His father N.J. Pillai was a chief clerk in the Malaysian TCRE army. Pillai made sure his two sons embraced sports. and encouraged them to participate in football, hockey and badminton to give them a good grounding to improve their speed, skill, agility, endurance and teamwork skills — the basic ingredients for any sportsman to excel.
Jayan’s late elder brother, Richard Nathan, passed away early this year at the age of 71. Richard was a former Director of Prisons at Henry Gurney School in Malacca.
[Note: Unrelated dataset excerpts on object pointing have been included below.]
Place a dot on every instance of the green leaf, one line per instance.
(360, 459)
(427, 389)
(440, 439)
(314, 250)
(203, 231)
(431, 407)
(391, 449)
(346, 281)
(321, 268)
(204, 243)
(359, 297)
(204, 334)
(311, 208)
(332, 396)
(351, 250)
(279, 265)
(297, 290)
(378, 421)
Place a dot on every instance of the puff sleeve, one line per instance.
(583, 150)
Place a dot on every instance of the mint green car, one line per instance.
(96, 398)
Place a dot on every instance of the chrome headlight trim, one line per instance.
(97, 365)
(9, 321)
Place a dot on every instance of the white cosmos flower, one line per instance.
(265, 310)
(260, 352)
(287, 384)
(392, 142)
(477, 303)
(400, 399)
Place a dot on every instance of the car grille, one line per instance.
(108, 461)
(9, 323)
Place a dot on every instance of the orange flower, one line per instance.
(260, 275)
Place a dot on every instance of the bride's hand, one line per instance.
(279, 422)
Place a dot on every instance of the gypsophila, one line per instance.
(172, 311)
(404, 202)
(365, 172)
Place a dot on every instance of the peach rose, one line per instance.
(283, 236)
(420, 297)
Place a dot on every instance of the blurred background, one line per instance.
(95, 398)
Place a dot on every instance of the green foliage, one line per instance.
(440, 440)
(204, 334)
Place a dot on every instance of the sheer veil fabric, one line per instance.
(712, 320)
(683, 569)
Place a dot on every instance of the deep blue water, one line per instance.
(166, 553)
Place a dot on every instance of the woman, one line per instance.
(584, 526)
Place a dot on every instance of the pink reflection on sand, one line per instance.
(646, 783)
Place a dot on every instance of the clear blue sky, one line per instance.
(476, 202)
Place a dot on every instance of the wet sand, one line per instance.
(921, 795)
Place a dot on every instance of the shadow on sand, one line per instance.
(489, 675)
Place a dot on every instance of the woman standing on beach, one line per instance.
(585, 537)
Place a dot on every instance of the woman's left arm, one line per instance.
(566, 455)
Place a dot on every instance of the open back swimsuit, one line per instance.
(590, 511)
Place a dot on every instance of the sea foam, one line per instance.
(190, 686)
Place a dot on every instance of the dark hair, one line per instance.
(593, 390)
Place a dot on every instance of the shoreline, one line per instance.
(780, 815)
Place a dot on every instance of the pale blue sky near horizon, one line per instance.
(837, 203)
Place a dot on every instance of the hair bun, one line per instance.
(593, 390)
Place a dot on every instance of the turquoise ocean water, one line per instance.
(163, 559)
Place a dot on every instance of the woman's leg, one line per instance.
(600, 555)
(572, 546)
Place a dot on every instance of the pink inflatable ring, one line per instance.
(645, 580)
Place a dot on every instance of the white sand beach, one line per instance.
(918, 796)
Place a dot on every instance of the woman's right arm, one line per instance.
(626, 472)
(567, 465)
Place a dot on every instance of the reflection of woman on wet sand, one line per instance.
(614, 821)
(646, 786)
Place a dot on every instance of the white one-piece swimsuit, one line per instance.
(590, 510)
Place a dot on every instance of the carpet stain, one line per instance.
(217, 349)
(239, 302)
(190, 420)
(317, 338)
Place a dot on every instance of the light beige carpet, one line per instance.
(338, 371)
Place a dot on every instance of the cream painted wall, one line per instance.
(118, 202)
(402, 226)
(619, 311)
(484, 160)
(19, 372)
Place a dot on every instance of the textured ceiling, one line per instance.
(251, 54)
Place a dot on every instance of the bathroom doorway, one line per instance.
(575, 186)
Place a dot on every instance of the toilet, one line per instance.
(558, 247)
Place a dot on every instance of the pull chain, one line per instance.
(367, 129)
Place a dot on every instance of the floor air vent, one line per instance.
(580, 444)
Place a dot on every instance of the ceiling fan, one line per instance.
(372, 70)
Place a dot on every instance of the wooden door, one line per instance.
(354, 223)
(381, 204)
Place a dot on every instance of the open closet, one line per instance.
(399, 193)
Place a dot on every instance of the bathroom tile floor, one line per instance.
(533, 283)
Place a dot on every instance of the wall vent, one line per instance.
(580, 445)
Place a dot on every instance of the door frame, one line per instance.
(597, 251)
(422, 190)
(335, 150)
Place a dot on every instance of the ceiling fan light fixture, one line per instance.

He was a former national triple jumper, winning the bronze medal at the 1969 Seap Games in Rangoon (now Yangon).
As a decathlete, Jayan was a fierce competitor
Jayan’s athletic potential was discovered by a school teacher, Edwin Abraham, who was a former state high jumper and 110m hurdles champion.
An athletics club — Harimau — was formed by Edwin and fellow teacher Sidney Ananda, and through their guidance, the club produced many talented athletes like Jayan, Datuk Zainal Abidin (Malaysian Athletics Federation president), Syed Omar, Zambrose Abdul Rahman, Shazan Amir, K. Nadarajah, A. Ramasamy and Harginder Singh, many of whom went on to represent the country.
Jayan’s promising athletic career was recognised by the National Electricity Board (NEB) who recruited him, after realising his potential to bring fame and honour.
The multi-talented Jayan represented his club and state in the mid-60’s and early 70’s and became a household name among sports fans in Negri Sembilan.
In badminton, he was the third singles player in the state team, for whom the late Datuk Punch Gunalan, another who hailed from Negri, was first singles.
However, it was in athletics that Jayan excelled by dominating in the gruelling decathlon — a 10-event discipline that demands mental strength, stamina, speed, power, endurance and determination.
He went on to win the 400m hurdles (1972, 1975, 1976) and the decathlon (1967, 1968, 1969, 1970 and 1977) in the national athletics championships.
Jayan moved up the ladder in athletics when he represented the country in the Seap Games, winning silver medals in three consecutive Games — 1967 (Bangkok), 1969 (Rangoon) and 1971 (Kuala Lumpur).
In 1973 in Singapore, he struck gold by breaking the Seap Games record, collecting 6,237 points to beat the pre-Games favourite, Singapore's Tang Ngai Kin, who obtained 6,044 points.
Upon his retirement from athletics in 1977, Jayan became Negri Sembilan chief athletics coach and later as chief coach with the Malaysian Amateur Athletics Federation from 1989 to 1994.
He was also MAAU's coaching chairman from 1995 to 2006.
Currently a coaching advisor with Negri Sembilan AAA.
As coach, Jayan produced national and six-time Sea Games champion 110m hurdles champion Nur Herman Majid, Sea Games 400m hurdles silver and 4x400m gold medallist Kenny Martin, Sea Games 400m hurdler Rathimalar, Sea Games 800m silver medallist R. Vasu and Sea Games 800m and 1,500m gold and silver medallist R. Thangavelu.
He retired from Tenaga Nasional Bhd (formerly NEB) as a senior meter reader but continued his passion for coaching at grassroots level and serving as development chairman for NSAAA till last year.
Today, he is a coaching advisor for NSAAA.
“Sports has given me the opportunity to test myself mentally, physically and emotionally in a way no other aspects of life can. The best feeling in the world is walking into an athletic atmosphere,” said Jayan.
His secret to staying at the top in his athletics career was simple. “I was always someone who wanted to do better than others. I loved competition," he said.
Edwin remembers Jayan as someone who never gave up.
“Athletes were scared to compete against Jayan for he was a fi erce competitor and always gave his best during training or competition," said Edwin.